Monday, 14 April 2008

Cat and Chicken, cheek to cheek

The cats' interest in the chooks has not waned. Both cats still sit - or hide - and watch the cickens intently as they go about their daily business.

This morning I was brushing the roosting bars and emptying the poo trays, so I had the back of the Cube off. The Girls were busy free ranging around my feet. Washburn came and sat on the back of the Cube, and my DH came out to talk to me. We didn't tell Wash to get off, as Cats can be like children. If they think they are doing something naughty they'll just wait til you aren't around to do it again.

So I continued doing my stuff, whilst keeping an eye on the cat. I turned round to take the poo tray to the compost bin, and Washburn decided to get into the Cube. I carried on, and Wash decided to walk through the Cube into the main Run. Hmm.

By now I had put the roosting bars back, and Delilah decided to come and investigate. She flew into the back of the Cube, and then marched down the ladder. Lydia did the same. Scarlett entered the Run through the run door.

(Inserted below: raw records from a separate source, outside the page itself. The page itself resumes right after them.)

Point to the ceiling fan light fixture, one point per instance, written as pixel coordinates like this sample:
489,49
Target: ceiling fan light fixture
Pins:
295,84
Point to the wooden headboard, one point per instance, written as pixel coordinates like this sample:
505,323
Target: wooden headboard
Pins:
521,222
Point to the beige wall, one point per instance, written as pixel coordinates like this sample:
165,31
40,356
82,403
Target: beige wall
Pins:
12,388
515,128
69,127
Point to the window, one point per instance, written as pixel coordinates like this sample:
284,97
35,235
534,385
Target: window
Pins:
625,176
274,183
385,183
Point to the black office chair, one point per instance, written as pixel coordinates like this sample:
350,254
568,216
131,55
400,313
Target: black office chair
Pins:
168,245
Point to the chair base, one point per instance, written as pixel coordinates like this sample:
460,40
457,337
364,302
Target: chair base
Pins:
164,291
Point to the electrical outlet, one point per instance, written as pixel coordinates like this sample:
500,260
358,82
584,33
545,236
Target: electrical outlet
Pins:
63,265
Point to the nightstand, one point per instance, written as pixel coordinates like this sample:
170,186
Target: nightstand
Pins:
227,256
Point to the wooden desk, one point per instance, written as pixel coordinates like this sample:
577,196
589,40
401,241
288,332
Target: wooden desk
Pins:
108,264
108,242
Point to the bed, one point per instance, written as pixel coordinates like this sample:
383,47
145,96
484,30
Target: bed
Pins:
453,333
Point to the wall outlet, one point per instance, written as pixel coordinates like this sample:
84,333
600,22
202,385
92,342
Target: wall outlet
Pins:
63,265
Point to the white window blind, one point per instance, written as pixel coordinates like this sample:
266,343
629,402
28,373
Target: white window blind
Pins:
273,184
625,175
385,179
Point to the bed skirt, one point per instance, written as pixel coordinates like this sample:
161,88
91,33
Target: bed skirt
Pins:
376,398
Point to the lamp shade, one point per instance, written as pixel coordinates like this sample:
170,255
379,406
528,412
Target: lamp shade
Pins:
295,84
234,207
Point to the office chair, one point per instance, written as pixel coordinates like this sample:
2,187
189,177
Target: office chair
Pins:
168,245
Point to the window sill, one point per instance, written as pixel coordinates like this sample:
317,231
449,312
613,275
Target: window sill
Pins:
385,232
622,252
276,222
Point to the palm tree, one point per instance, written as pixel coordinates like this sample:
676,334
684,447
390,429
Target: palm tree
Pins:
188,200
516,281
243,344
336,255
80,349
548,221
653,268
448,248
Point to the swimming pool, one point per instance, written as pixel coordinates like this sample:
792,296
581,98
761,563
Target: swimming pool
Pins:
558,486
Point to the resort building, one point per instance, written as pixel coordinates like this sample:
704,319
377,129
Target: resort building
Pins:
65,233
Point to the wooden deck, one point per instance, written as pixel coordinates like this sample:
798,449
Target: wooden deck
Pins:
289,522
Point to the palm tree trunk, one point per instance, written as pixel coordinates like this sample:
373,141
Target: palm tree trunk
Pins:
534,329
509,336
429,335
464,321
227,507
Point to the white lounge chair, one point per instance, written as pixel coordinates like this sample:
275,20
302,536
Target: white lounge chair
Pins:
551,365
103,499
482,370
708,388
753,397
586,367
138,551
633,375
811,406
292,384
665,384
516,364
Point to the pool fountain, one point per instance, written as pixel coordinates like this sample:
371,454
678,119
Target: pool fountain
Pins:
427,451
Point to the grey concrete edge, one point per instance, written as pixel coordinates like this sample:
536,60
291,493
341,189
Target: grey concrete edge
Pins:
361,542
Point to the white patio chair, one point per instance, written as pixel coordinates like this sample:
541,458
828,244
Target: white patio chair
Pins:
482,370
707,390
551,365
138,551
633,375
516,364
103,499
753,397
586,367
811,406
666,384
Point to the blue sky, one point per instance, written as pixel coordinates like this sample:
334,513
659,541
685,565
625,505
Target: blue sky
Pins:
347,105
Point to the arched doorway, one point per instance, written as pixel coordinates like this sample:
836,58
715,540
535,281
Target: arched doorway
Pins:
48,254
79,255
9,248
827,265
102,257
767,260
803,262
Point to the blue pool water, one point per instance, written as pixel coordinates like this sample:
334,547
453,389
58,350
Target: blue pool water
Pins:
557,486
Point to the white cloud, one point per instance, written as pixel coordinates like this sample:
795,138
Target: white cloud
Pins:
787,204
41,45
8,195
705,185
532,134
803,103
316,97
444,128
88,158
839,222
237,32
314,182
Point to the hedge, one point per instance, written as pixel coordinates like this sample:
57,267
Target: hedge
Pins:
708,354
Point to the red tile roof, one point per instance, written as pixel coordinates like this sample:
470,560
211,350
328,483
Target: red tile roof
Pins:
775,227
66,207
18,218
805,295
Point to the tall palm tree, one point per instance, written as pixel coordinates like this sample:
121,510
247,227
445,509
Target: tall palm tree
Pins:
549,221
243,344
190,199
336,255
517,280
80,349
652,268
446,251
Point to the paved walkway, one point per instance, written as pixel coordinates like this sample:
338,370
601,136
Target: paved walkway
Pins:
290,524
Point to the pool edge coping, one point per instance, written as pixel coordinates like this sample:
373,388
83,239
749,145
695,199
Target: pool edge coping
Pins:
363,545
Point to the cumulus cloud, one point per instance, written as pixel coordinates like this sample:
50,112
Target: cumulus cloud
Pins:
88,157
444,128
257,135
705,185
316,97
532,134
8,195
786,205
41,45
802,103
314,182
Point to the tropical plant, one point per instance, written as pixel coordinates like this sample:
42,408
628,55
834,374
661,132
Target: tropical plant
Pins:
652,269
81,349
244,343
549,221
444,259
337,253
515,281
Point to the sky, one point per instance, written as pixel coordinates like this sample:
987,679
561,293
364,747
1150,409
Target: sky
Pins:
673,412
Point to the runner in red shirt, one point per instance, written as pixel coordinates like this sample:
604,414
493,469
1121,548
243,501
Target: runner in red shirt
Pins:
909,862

By this time, Wash had made himself at home on one of the perches. Scarlett started bokking very loudly when she saw him, and Delilah marched into the Run, and jumped up on the same perch as Washburn. And they just sat there, next to each other. Cheek to cheek. I wish I had my camera handy, but obviously I couldn't risk leaving them to go and get it.

By this time, my DH was ready at one end of the Run, and I was ready at the other. We didn't barge in, as both animals seemed quite relaxed. And that was it. They sat there next to each other for a couple of minutes, then Delilah jumped off the perch and Wash just sat up.

I went in and stroked the cat, and DH called him, and he got up, jumped off the perch and went to my DH who opened the door to let him out.

I always find these situations a little tense, and I have to squash my natural reaction which is to go and shoo the Cats away. I really want them to get used to each other, and the best way (imho) is to lt let them do it in their own time, but to be around to jump in if there is serious trouble.